В тот вечер Бран побаивался садиться за ужин, но когда время пришло, ему подали пирог с голубями, как и всем остальным, и он не усмотрел ничего необычного в том, что ели Уолдеры. «Мейстер Лювин прав, – сказал себе Бран. – Ничего плохого в Винтерфелле не случится, что бы там ни говорил Жойен». Бран испытал облегчение… но и разочарование тоже. Волшебство способно на все: мертвые оживают, деревья говорят, а сломанные мальчики становятся рыцарями, когда вырастают.
– Но волшебства больше нет, – сказал он во мрак своей комнаты, улегшись в постель, – а сказки – они и есть сказки.
Не будет он никогда ни ходить, ни летать и рыцарем тоже не станет.
Тирион
Тростник на полу колол подошвы босых ног.
– Странное же время выбрал мой кузен для визита, – сказал Тирион одуревшему со сна Подрику Пейну, явно ожидавшему хорошей взбучки за то, что разбудил хозяина. – Проведи его в горницу и скажи, что я сейчас приду.
Судя по черноте за окном, было далеко за полночь. Быть может, Лансель рассчитывал найти его в этот час сонным и плохо соображающим? Да нет, Ланселю рассчитывать несвойственно – тут чувствуется воля Серсеи. Но сестру ждет разочарование. Тирион, даже когда укладывался в постель, работал допоздна при свече – читал, изучал донесения шептунов Вариса и корпел над счетными книгами Мизинца, пока цифры не расплывались и глаза не начинали болеть.
Он поплескал на лицо чуть теплой водой из таза и не спеша посидел на судне в чулане, где ночной воздух холодил голое тело. Сиру Ланселю шестнадцать, и терпением он не славится. Пусть подождет и дозреет. Тирион накинул халат и взъерошил свои редкие желтые волосы, придав себе вид только что проснувшегося человека.
Лансель расхаживал взад-вперед перед догоревшим очагом в красном бархатном камзоле, чьи прорези открывали черную шелковую подкладку, с мечом в золоченых ножнах и украшенным драгоценностями кинжалом на поясе.
– Здравствуй, кузен, – сказал Тирион. – Ты нечасто балуешь меня визитами. Чему я обязан столь неожиданным удовольствием?

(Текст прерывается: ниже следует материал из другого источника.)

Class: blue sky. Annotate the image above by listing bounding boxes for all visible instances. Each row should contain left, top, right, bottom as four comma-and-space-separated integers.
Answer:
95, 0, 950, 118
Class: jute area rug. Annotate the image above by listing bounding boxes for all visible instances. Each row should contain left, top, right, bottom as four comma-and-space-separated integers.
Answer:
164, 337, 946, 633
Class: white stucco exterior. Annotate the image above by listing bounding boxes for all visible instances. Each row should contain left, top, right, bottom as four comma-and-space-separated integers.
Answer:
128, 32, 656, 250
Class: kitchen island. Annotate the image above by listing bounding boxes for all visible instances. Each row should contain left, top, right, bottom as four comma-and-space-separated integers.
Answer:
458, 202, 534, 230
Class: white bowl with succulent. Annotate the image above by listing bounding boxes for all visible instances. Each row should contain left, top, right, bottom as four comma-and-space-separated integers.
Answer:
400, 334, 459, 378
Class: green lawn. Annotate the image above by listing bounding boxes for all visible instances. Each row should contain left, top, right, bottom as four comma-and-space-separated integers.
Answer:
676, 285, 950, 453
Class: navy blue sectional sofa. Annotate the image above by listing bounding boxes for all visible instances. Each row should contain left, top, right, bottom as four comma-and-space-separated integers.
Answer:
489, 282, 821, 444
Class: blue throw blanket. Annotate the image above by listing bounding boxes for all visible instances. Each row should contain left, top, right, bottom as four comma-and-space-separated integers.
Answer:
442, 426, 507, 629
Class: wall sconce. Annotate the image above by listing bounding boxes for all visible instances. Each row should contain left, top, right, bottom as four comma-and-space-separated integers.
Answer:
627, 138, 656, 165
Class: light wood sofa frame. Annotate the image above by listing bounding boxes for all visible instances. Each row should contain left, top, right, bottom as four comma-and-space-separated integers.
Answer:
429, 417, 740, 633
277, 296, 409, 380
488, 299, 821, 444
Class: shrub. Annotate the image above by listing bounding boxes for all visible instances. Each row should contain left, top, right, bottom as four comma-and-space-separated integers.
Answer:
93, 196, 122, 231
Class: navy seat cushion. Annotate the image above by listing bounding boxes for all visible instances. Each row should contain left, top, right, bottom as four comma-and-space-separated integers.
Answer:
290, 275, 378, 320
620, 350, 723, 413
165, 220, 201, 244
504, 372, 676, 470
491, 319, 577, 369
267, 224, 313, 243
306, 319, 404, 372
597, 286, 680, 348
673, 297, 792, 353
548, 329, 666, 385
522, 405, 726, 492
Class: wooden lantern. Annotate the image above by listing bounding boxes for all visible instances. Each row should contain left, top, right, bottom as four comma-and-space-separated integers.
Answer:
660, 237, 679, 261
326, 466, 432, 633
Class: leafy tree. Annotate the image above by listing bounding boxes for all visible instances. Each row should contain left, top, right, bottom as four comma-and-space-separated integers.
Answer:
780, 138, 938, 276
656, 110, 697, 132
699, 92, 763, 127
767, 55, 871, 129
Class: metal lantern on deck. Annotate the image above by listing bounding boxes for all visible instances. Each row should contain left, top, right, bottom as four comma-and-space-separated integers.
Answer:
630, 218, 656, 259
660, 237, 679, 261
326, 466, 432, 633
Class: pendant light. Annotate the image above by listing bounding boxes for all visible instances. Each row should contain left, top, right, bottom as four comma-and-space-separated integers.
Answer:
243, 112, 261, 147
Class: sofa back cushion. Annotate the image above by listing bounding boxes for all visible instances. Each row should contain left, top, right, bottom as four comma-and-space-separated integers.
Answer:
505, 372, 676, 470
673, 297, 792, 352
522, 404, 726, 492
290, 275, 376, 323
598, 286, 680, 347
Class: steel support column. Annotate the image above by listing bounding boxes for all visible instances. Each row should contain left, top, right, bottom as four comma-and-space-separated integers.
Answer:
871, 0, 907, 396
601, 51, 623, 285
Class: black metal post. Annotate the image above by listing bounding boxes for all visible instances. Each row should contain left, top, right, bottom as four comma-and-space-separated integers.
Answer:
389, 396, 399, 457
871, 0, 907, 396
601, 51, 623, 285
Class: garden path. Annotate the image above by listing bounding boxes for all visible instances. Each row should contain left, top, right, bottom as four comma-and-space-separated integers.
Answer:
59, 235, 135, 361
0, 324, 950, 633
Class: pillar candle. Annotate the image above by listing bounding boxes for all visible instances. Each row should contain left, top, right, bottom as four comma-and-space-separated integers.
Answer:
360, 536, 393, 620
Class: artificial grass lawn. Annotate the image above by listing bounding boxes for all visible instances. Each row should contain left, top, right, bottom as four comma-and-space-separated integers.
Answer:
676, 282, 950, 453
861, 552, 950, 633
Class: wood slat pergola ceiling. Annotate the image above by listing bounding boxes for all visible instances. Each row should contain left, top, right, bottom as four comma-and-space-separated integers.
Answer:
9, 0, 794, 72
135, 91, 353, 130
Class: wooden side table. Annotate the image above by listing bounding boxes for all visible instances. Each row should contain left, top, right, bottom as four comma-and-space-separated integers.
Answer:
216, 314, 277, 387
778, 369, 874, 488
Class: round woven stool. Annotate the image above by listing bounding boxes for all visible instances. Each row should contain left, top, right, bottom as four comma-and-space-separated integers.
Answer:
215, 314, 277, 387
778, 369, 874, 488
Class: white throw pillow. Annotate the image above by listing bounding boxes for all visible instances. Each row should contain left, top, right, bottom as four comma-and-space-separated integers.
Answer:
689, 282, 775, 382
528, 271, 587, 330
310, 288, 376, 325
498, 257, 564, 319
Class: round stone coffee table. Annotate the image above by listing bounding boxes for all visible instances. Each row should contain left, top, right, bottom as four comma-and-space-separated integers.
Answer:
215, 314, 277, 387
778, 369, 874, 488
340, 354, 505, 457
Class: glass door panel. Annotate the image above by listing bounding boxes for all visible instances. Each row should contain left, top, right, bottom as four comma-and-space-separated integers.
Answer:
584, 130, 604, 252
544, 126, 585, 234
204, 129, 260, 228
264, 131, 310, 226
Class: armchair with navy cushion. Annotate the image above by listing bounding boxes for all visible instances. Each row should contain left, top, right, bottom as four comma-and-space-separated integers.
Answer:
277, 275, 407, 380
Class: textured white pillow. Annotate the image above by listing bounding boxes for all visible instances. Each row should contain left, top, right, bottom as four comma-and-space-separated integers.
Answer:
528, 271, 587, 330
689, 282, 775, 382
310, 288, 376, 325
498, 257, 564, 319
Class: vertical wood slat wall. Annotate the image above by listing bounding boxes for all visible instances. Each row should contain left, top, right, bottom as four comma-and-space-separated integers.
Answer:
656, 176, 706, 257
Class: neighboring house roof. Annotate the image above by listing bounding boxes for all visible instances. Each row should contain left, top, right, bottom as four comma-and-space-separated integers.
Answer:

– Ее величество королева-регентша приказывает тебе освободить великого мейстера Пицеля. – Сир Лансель показал Тириону красную ленту с оттиснутой на золотом воске львиной печатью Серсеи. – Вот ее приказ.
– Вижу, – отмахнулся Тирион. – Надеюсь, сестра не переоценила свои силы – ведь она только что оправилась после болезни. Великая будет жалость, если она расхворается снова.
– Ее величество совершенно здорова, – кратко заверил сир Лансель.
– Это звучит музыкой для моего слуха. – (Только вот мотив не совсем мне по вкусу. Надо было дать ей дозу побольше.) Тирион надеялся, что еще несколько дней обойдется без вмешательства Серсеи, но ее быстрое выздоровление не слишком удивило его. Она как-никак близнец Джейме. Тирион изобразил на лице приятную улыбку. – Разведи нам огонь, Под, здесь слишком холодно, на мой взгляд. Выпьешь со мной, Лансель? От подогретого вина я сплю крепче.